The next businessman, from a company called Post Cereal Company, put a box on the desk with a label that read “Grape Nuts.”
Hooverpeeper had his stamper at the ready.
“You have grapes and nuts in there?” He asked.
“Yes,” the businessman said.
Hooverpeeper stamped the forms. “Next,” he shouted.
Over the course of the next few hours, Hooverpeeper stamped approvals of more than 50 products that came before him.
He approved root beer after being assured it had roots in it. He approved cream soda because yes, he was told, it had cream in it. He approved bacon bits after the businessman swore there was bacon in it, he approved Fruit Loops after the businessman said he crossed his heart and hoped to die if it wasn’t full of fruit. And he approved Duck Sauce because the man from Gold’s said it had duck in it.

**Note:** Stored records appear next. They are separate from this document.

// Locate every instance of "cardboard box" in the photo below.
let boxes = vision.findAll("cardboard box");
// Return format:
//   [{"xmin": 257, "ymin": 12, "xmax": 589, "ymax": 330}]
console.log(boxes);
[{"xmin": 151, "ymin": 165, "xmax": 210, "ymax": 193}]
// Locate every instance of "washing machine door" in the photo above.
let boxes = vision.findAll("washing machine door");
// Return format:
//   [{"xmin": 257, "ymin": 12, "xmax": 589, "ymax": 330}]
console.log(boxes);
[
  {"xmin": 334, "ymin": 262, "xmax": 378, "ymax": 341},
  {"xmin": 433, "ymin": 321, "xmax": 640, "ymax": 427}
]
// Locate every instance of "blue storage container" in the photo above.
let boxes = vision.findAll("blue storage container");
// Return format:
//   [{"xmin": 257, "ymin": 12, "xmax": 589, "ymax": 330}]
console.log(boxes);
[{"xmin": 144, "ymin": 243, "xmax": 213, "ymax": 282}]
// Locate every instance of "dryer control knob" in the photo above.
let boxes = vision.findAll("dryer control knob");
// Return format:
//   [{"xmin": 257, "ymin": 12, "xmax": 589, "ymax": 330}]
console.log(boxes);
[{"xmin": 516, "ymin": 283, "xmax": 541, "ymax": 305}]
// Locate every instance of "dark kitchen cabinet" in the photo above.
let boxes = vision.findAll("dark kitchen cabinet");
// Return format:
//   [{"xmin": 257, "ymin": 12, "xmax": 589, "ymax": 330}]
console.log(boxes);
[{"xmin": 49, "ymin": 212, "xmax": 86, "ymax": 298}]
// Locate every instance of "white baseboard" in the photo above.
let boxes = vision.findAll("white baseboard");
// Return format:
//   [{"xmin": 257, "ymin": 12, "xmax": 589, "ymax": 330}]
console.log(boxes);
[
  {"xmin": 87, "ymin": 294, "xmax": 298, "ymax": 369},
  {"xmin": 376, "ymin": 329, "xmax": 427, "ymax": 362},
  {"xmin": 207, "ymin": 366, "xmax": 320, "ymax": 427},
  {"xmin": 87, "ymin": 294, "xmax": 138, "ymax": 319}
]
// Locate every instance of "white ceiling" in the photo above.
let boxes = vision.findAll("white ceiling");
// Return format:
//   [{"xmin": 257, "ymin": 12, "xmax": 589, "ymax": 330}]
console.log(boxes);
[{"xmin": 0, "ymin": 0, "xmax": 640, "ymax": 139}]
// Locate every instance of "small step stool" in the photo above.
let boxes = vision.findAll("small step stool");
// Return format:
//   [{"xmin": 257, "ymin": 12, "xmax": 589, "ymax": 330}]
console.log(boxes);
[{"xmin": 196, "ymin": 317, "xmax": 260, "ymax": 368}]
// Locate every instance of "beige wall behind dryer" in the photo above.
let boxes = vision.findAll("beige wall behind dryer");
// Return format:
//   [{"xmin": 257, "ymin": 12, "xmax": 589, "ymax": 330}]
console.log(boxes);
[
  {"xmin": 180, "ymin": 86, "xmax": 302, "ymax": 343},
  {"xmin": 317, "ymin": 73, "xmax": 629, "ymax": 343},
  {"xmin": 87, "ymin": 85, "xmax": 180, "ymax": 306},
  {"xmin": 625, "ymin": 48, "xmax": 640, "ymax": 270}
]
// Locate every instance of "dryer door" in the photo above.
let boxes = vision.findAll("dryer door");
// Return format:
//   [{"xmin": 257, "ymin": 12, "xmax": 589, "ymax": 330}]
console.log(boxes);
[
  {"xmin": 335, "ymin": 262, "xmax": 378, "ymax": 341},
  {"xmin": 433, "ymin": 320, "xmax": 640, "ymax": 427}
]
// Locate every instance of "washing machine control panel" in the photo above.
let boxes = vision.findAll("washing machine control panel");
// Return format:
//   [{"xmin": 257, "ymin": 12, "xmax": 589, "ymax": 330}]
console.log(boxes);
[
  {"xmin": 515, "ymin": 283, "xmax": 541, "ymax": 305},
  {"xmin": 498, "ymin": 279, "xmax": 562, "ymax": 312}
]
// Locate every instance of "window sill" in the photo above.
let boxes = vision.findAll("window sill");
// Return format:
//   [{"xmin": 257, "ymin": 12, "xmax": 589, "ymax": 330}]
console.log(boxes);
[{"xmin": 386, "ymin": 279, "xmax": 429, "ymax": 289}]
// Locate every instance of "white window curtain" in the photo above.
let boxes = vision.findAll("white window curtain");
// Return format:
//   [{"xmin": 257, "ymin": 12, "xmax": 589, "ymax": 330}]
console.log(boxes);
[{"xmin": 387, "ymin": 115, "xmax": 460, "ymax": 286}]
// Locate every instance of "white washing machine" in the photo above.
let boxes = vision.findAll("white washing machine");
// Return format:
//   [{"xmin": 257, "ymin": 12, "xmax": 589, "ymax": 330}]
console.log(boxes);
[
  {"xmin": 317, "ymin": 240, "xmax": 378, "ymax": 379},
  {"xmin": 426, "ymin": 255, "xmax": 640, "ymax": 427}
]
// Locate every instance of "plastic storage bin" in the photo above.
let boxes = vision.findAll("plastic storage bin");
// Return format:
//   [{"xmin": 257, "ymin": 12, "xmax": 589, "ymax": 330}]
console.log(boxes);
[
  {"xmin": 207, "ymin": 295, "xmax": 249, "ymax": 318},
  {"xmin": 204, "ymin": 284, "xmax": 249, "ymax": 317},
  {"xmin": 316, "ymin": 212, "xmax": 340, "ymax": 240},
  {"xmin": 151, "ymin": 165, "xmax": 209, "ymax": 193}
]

By this time, it was almost noon. And the work was making him hungry. Now there were just two businessmen left.
The first was a man from Hellman’s who plopped on the desk a bottle of Real Mayonnaise “Made with Cage Free Eggs.”
“What are cage free eggs?” Hooverpeeper asked.

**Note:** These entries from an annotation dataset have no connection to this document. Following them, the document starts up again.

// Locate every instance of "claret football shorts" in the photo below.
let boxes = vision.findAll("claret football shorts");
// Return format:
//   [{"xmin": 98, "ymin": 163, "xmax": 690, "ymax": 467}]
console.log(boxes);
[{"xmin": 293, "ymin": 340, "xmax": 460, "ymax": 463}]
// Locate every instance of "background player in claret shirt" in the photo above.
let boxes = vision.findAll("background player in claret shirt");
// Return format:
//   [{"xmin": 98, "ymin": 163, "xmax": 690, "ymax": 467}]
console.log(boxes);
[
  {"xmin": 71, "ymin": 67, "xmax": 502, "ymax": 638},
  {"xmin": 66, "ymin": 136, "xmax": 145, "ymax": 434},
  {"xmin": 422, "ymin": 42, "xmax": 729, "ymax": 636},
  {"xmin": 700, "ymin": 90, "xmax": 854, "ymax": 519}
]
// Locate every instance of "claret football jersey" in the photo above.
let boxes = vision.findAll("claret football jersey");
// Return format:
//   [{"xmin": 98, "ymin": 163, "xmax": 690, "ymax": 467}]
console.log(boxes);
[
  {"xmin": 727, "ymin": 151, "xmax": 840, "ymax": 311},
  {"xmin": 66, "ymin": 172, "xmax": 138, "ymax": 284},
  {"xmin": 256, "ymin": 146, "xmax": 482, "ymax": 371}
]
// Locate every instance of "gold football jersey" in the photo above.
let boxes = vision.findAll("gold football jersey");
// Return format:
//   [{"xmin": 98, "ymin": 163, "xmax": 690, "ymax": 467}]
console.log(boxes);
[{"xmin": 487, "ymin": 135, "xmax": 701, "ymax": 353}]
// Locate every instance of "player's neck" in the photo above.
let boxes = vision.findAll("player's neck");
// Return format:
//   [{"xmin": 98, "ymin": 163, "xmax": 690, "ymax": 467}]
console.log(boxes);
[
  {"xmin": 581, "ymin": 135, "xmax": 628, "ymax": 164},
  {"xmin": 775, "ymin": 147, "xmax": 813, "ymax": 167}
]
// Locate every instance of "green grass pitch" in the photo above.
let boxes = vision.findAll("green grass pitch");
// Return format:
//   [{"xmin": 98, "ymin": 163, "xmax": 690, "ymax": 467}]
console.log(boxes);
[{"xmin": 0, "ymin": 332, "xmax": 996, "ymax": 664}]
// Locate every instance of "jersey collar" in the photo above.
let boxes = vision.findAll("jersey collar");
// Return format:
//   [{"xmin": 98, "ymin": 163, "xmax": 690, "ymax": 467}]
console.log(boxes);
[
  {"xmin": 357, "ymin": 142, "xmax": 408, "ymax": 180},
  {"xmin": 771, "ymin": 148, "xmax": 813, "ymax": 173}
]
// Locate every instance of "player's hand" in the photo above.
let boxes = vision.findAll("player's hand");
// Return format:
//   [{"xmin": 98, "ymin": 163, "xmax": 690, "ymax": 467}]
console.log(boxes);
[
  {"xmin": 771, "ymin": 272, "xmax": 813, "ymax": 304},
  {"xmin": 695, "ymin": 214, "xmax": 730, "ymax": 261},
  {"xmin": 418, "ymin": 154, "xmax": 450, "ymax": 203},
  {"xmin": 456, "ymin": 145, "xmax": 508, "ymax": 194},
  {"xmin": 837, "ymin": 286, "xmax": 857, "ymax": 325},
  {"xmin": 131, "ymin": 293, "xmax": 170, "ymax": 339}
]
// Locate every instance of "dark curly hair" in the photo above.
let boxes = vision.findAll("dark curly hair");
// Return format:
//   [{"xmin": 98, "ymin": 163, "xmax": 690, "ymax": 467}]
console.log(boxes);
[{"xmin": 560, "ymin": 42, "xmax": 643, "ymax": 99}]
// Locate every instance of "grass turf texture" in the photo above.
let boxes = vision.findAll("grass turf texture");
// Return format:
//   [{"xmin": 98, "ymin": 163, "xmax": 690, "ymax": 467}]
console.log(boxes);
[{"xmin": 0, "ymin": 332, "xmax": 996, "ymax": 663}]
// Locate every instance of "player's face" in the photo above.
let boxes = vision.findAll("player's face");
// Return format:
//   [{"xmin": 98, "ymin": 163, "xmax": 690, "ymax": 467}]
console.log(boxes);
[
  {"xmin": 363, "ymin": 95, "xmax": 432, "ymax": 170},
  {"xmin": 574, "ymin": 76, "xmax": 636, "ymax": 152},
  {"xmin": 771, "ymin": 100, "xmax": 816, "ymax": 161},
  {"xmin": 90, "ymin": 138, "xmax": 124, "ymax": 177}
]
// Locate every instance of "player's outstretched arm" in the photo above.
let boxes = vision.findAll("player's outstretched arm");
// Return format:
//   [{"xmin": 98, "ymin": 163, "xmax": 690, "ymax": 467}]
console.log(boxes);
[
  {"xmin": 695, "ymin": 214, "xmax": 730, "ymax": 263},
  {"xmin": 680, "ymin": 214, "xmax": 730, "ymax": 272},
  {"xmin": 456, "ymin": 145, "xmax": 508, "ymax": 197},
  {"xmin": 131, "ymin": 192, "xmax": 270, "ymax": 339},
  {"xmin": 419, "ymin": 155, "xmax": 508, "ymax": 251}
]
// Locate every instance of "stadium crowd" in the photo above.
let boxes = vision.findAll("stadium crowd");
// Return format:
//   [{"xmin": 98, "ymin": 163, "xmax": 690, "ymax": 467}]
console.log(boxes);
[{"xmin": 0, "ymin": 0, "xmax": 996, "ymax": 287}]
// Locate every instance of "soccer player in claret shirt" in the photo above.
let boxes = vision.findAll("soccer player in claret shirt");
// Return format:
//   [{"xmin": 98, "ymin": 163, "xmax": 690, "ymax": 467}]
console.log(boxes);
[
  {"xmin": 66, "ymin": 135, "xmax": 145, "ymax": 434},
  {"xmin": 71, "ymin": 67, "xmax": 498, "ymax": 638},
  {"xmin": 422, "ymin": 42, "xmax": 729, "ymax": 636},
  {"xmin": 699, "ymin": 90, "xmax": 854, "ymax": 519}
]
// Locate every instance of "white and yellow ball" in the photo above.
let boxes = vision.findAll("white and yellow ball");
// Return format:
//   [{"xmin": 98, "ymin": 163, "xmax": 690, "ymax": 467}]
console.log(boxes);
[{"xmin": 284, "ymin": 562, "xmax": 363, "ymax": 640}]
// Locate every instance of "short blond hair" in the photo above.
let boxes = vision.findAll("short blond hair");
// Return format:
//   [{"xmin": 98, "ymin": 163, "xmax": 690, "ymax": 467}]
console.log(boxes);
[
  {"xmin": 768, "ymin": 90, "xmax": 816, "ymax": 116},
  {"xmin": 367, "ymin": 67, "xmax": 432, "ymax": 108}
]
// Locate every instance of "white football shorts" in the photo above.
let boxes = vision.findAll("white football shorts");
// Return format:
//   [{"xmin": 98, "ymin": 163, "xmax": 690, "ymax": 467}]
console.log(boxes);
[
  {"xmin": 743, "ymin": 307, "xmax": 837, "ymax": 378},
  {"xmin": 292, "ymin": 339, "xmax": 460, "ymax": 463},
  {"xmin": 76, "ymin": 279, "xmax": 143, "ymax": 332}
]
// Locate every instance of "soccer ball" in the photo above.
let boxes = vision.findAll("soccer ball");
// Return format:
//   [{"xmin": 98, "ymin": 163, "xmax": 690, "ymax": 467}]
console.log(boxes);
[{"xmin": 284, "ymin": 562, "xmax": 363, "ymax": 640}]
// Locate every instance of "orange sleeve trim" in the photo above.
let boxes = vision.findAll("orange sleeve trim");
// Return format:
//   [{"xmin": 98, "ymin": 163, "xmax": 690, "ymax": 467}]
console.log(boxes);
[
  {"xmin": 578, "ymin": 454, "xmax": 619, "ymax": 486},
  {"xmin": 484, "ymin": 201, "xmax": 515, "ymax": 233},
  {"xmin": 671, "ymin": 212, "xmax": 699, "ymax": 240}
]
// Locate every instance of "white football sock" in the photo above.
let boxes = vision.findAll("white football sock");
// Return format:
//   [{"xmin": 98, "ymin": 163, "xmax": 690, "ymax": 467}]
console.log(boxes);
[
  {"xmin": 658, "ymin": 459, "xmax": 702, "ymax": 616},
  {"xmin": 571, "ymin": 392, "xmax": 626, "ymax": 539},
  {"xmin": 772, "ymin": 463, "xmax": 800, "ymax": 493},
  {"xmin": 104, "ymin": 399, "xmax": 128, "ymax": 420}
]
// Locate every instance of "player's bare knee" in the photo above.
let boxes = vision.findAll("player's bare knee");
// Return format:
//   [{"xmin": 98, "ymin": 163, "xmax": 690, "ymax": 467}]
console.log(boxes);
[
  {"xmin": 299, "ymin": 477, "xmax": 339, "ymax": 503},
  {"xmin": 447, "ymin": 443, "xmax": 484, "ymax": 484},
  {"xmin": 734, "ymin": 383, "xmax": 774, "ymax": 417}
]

“Eggs made by chickens who are not in cages,” the businessman said.
“So they’re special?”
“Yes.”
Hooverpeeper thought about it. He raised his stamp, hesitated, and then brought it down. Smack. Smack. “Approved,” he said, smiling.
“Thank you,” the Hellmann’s man said.
The last businessman was from a company called “Mr. and Mrs. T.” He set down a bottle. The label said “Bloody Mary Mix.”

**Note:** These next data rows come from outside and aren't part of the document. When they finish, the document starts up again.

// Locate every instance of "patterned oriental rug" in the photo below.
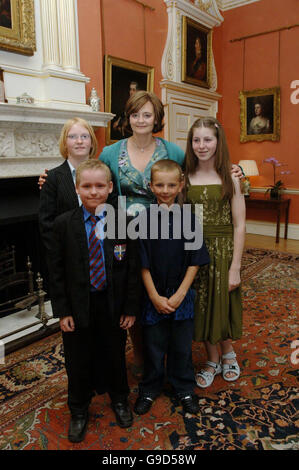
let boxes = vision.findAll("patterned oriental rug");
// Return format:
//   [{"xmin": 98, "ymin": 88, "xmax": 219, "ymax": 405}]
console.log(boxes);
[{"xmin": 0, "ymin": 249, "xmax": 299, "ymax": 451}]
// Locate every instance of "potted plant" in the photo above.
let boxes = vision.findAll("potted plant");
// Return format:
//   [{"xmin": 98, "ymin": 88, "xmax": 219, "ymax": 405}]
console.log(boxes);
[{"xmin": 263, "ymin": 157, "xmax": 291, "ymax": 199}]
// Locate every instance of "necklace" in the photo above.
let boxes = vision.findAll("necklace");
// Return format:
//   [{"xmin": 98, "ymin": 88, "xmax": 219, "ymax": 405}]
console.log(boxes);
[{"xmin": 132, "ymin": 138, "xmax": 154, "ymax": 153}]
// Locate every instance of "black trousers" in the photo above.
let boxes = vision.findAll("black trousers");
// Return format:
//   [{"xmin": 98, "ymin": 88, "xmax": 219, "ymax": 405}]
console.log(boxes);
[
  {"xmin": 62, "ymin": 291, "xmax": 129, "ymax": 415},
  {"xmin": 139, "ymin": 319, "xmax": 195, "ymax": 399}
]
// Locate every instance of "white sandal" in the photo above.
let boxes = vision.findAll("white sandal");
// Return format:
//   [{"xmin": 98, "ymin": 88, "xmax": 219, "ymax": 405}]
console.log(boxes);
[
  {"xmin": 196, "ymin": 361, "xmax": 222, "ymax": 388},
  {"xmin": 221, "ymin": 351, "xmax": 241, "ymax": 382}
]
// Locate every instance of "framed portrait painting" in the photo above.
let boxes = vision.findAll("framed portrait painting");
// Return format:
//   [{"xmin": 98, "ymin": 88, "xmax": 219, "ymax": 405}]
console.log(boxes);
[
  {"xmin": 105, "ymin": 55, "xmax": 154, "ymax": 145},
  {"xmin": 239, "ymin": 87, "xmax": 280, "ymax": 142},
  {"xmin": 182, "ymin": 16, "xmax": 212, "ymax": 88},
  {"xmin": 0, "ymin": 0, "xmax": 36, "ymax": 55}
]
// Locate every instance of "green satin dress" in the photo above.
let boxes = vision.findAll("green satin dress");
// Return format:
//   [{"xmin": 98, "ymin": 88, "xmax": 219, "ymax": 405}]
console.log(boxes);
[{"xmin": 187, "ymin": 184, "xmax": 242, "ymax": 344}]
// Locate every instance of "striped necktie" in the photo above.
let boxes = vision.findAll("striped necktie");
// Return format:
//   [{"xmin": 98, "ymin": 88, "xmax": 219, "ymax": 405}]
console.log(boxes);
[{"xmin": 89, "ymin": 215, "xmax": 106, "ymax": 290}]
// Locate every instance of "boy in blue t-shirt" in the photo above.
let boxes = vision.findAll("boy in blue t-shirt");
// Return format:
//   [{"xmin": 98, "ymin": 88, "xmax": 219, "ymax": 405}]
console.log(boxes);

Hooverpeeper recoiled. And then, after deciding not to ask any questions, he looked both left and right, then stamped the two forms. The man smiled, said thank you, and left.
Then the noon whistle sounded. And so Hooverpeeper stood up, walked out to Hammersmith’s office and told him he would be going to lunch. Hammersmith looked over at the benches, saw there was nobody waiting anymore and so waved Hooverpeeper away. Hammersmith did think that when Hooverpeeper returned, there would be a new crowd of businessmen waiting to see him.
But Hooverpeeper never returned. Some of his friends later said he had gotten upset about the Bloody Mary Mix. So, he quit.
And he never returned to pick up his pay.
Pay was set aside for him, of course. But after languishing for three years in the state of New York’s unpicked-up funds account — another Teddy Roosevelt law for all the states — his pay was taken out of there and amongst other money used to help build the Holland Tunnel connecting Manhattan with Jersey City, New Jersey.
America owes a big debt to Clarence Hooverpeeper. Nobody has any idea of what became of him. Apparently, he just left town. But we here at Dan’s Papers think a statue of him should be erected for all the mislabeled products we have today. The statue should, perhaps, be in front of the Eighth Avenue apartment building, still there, where he lived back then for a time.